Why Data Aggregation Matters in ClickHouse®

When people first start learning ClickHouse®, they often focus on its blazing-fast query performance, columnar architecture, or real-time analytics capabilities. While these are undoubtedly important, one concept sits at the center of nearly every analytical workload:

Data Aggregation.

Whether you're building dashboards, generating reports, monitoring systems, or analyzing user behavior, aggregation is what transforms raw events into actionable insights.

In Day 9 of my #100DaysOfClickHouse journey, I explored how ClickHouse® approaches aggregation and why it performs so well compared to traditional databases.

What Is Data Aggregation?

At its core, aggregation is the process of summarizing large amounts of data into meaningful metrics.

Imagine an e-commerce platform that records millions of orders every day. Looking at individual records is rarely useful for decision-making. Instead, businesses want answers to questions such as:

  • How much revenue did we generate today?
  • Which product category performs best?
  • How many active customers do we have?
  • What is the average order value?

Aggregation allows us to answer these questions efficiently.

The Building Blocks: Aggregate Functions

ClickHouse® provides a rich collection of aggregate functions that operate across multiple rows and return summarized results.
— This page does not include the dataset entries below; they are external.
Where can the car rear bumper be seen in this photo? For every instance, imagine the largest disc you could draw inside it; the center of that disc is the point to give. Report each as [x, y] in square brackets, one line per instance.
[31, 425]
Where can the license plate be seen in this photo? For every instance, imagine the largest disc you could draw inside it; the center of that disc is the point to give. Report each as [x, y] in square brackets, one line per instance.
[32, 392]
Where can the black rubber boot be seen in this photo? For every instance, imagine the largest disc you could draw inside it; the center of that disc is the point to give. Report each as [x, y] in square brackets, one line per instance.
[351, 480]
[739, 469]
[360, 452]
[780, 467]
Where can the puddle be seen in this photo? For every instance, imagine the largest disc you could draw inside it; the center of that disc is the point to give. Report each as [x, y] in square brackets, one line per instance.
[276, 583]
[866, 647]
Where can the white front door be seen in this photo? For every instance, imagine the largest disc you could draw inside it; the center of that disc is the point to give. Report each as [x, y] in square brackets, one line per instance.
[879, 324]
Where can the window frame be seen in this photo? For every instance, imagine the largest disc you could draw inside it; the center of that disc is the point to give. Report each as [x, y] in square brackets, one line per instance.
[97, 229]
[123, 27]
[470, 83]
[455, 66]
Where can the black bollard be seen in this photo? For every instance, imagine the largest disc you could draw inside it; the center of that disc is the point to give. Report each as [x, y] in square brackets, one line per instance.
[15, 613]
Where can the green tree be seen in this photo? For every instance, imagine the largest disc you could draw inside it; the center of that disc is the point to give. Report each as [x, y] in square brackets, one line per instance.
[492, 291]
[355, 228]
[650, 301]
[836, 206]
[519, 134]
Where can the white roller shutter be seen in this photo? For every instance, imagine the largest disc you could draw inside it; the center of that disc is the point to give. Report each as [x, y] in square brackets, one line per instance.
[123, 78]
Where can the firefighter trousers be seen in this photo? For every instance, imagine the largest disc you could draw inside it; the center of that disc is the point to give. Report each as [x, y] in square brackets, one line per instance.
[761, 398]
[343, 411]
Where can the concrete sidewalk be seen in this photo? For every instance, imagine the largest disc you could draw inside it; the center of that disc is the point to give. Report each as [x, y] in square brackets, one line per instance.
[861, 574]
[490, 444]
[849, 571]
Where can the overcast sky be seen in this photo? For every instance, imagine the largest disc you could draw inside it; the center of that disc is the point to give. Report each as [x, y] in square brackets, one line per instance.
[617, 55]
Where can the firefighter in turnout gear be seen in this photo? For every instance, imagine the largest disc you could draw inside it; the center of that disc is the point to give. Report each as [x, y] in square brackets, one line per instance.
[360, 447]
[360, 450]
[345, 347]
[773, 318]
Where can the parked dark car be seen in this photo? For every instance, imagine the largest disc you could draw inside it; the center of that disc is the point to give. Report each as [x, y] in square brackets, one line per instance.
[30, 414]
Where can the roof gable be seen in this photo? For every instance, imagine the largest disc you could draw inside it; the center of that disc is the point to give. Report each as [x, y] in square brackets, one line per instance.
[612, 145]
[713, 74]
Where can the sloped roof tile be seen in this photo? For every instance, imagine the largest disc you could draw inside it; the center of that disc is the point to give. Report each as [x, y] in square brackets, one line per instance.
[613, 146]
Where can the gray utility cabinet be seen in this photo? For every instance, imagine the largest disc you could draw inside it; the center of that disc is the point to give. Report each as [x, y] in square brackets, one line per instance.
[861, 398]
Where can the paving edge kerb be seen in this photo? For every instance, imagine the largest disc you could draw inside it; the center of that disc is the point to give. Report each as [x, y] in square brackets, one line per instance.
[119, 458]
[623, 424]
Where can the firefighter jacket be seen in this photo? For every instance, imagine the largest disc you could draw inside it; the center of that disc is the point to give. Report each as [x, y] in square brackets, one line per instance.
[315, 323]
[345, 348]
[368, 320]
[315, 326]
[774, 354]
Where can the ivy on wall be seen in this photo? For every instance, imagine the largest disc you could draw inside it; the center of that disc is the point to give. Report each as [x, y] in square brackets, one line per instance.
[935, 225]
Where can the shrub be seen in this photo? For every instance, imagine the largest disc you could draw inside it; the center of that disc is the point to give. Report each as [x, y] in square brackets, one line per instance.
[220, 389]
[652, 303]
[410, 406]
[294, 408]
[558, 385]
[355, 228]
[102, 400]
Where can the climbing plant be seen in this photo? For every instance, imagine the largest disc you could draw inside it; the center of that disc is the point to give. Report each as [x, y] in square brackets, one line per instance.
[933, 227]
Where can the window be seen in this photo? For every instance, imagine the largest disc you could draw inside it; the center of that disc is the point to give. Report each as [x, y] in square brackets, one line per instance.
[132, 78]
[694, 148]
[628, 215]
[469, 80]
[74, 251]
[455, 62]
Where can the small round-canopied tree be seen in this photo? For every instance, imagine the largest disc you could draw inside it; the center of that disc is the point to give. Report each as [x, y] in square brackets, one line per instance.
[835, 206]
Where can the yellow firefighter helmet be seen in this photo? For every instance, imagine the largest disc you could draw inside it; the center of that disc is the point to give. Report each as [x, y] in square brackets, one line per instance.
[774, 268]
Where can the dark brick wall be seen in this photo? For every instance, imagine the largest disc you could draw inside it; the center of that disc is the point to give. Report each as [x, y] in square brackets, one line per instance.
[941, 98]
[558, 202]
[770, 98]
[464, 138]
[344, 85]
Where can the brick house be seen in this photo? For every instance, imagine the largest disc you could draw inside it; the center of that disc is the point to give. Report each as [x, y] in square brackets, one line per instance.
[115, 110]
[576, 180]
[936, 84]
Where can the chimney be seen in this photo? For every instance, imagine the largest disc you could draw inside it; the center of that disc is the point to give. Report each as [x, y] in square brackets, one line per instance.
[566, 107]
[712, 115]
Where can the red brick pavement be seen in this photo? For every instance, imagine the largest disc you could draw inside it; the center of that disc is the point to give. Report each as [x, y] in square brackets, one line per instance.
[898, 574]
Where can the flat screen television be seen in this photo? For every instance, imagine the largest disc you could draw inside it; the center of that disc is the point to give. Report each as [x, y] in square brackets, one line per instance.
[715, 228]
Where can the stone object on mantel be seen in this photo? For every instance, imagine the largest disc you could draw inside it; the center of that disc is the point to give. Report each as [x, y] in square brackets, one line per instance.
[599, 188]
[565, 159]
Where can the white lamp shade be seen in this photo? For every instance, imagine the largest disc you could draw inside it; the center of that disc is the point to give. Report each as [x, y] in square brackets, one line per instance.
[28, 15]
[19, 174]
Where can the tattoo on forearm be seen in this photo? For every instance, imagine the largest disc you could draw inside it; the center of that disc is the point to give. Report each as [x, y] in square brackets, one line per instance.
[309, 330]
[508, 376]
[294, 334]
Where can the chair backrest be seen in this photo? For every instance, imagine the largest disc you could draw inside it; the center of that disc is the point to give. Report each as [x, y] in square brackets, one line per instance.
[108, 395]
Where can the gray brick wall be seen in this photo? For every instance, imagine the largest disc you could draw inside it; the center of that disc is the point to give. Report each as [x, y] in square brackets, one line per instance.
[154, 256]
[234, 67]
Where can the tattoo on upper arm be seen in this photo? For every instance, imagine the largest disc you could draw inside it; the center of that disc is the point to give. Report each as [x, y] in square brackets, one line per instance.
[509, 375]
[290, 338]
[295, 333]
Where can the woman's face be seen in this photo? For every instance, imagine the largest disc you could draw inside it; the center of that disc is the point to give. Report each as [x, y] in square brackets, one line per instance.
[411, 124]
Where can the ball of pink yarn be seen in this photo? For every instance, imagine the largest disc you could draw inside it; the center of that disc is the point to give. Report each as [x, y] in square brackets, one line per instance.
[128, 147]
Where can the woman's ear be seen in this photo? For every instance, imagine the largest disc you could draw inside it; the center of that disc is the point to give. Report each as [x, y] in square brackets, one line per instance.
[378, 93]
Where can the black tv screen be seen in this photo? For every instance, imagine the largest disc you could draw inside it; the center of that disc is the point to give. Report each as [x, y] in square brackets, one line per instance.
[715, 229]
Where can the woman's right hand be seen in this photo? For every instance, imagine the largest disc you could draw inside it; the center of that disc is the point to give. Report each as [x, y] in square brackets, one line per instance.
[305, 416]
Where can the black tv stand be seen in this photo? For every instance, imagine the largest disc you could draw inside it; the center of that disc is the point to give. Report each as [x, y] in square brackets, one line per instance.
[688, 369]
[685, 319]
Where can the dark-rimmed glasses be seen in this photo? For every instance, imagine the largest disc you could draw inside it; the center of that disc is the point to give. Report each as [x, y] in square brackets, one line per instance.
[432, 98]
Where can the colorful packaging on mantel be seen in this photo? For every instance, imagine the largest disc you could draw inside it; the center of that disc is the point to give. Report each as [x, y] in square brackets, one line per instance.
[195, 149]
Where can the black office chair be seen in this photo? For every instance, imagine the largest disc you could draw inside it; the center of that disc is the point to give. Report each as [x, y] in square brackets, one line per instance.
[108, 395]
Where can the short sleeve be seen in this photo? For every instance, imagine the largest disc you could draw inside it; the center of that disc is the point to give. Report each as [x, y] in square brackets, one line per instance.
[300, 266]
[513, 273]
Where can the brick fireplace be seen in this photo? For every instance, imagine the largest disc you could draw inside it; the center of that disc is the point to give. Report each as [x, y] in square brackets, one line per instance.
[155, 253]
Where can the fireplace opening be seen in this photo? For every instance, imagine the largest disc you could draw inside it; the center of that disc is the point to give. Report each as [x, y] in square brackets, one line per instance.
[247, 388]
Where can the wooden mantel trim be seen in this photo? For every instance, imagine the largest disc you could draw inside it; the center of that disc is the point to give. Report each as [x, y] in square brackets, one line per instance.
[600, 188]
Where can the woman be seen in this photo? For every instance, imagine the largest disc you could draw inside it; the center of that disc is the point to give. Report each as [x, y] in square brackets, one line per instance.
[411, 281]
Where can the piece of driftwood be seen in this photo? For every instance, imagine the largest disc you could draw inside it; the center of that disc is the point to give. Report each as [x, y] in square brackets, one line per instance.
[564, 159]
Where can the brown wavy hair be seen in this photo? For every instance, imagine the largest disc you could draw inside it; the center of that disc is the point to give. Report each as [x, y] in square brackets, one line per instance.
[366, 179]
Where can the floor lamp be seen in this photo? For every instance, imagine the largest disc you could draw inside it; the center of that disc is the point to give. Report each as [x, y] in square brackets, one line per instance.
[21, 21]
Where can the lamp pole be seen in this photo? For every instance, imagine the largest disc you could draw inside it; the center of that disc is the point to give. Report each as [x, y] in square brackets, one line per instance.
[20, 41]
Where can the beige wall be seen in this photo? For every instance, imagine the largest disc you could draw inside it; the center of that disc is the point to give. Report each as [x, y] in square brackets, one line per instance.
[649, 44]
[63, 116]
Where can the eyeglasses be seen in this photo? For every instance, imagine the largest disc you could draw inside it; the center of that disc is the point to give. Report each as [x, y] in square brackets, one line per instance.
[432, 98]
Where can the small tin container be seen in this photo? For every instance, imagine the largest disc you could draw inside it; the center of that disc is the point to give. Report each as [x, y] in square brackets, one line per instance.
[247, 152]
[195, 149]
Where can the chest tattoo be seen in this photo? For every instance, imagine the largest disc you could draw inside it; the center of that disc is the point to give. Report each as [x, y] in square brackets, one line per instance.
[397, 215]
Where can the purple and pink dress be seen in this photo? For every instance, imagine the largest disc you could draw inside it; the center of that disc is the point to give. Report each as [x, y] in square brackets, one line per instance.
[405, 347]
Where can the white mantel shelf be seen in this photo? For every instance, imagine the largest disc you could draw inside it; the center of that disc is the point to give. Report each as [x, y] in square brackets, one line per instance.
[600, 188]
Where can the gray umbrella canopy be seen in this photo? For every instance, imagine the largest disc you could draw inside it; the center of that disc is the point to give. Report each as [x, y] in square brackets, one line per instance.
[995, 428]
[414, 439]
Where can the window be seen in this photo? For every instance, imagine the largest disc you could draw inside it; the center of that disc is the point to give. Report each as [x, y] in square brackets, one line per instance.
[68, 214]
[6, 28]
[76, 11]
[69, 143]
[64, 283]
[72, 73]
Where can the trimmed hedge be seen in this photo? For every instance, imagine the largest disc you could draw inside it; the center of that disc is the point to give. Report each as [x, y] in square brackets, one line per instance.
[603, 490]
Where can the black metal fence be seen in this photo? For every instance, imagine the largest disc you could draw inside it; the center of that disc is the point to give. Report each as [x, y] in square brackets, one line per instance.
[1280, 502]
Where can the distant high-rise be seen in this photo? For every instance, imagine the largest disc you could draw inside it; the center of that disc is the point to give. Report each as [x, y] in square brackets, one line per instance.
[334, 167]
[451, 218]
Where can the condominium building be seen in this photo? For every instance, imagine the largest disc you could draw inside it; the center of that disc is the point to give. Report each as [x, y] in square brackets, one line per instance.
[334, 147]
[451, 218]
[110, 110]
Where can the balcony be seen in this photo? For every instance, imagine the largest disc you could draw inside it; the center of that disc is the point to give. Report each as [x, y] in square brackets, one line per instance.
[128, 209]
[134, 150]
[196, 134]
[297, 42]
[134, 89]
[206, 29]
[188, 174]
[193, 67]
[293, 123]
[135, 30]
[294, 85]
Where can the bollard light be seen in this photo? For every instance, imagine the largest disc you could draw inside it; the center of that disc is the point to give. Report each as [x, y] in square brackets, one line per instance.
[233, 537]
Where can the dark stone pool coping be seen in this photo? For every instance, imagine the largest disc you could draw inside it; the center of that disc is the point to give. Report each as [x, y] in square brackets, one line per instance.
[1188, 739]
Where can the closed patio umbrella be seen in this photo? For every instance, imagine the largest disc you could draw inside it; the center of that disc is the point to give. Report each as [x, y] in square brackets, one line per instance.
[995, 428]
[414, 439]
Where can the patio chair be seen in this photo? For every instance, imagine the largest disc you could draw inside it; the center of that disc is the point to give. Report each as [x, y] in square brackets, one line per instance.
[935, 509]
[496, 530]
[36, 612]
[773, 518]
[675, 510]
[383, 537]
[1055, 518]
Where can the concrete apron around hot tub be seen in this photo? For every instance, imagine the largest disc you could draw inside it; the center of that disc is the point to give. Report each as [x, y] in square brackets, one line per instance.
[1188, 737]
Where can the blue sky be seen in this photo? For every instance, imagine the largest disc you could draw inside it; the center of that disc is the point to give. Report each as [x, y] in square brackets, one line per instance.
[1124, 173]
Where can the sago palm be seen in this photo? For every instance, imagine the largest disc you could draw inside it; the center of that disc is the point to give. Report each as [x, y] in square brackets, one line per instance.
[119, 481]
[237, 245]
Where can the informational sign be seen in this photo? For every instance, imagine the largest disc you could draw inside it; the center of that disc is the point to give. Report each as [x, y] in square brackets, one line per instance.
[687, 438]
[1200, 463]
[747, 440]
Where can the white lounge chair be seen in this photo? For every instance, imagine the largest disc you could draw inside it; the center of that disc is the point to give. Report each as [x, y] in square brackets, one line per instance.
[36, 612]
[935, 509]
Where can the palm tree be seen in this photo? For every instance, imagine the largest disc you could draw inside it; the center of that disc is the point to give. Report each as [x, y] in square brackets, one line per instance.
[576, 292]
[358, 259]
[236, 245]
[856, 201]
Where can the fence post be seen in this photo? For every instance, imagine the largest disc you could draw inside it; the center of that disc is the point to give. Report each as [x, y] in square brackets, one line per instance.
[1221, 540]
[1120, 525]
Some of the most commonly used functions include:

  • count() – Count rows
  • sum() – Calculate totals
  • avg() – Compute averages
  • min() and max() – Find extreme values
  • uniq() – Estimate distinct values efficiently

These functions form the foundation of analytical querying.

GROUP BY: The Heart of Analytics

Aggregate functions become significantly more powerful when combined with GROUP BY.

Instead of calculating a single total across an entire dataset, GROUP BY allows data to be summarized across dimensions such as:

  • Product category
  • Customer
  • Region
  • Application
  • Event type

This enables organizations to analyze performance from multiple perspectives without writing complex queries.

Time-Series Aggregation

One of the most common use cases for ClickHouse® is time-series analytics.

Organizations often need to analyze data over time:

  • Revenue per day
  • Requests per minute
  • Log events per hour
  • User activity per week

Functions such as:

  • toStartOfMinute()
  • toStartOfHour()
  • toStartOfDay()
  • toStartOfWeek()
  • toStartOfMonth()

make time-based aggregation simple and highly efficient.

These capabilities are one reason ClickHouse® is widely adopted for observability, monitoring, and real-time analytics workloads.

Conditional Aggregation

Another powerful feature is conditional aggregation.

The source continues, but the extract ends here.